At his last scales session on 27th May 2011 Ben weighed 57kg which is 2+kg less than he weighed then. Here's an edit of what I wrote back then which, from what CAMHS were saying about the weight, rings some spookily topical bells...
My S has sneaked through into the "healthy BMI" range and for the first time for MONTHS actually looks pretty normal (if still quite thin).
The trouble is... his mindset is way, way off "healthy"... which means we're faced with a new "demon" as all the previous "you must eat to put on weight" stuff becomes obsolete and he panics that he's about to spiral out of control and become a complete blob.
It also makes it masses harder to make him eat anything with fat in it. ("I've put on weight WITHOUT eating fats so why should I eat fats now?" blah blah blah)

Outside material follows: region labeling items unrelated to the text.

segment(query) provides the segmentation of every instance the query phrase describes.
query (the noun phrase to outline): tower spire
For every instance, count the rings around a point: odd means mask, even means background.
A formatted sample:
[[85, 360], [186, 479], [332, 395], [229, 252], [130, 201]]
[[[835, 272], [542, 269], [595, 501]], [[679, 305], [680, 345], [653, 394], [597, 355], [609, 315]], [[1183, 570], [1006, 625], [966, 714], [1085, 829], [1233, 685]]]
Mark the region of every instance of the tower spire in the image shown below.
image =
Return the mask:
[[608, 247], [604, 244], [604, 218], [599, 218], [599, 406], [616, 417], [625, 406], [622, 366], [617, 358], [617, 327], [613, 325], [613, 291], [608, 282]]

It also means we have more "poky / proddy" / mirror sessions than ever as he develops "rolls of fat" on his belly almost by the minute, not to mention umpteen "double chins" etc etc etc as he becomes convinced we are dead set on transforming him into Michelin Man like some kind of warped child abuse...
I'd appreciate advice on how to cope with this "eggshells" stage in ED when the body is reasonably OK but the mindset hasn't really moved on at all...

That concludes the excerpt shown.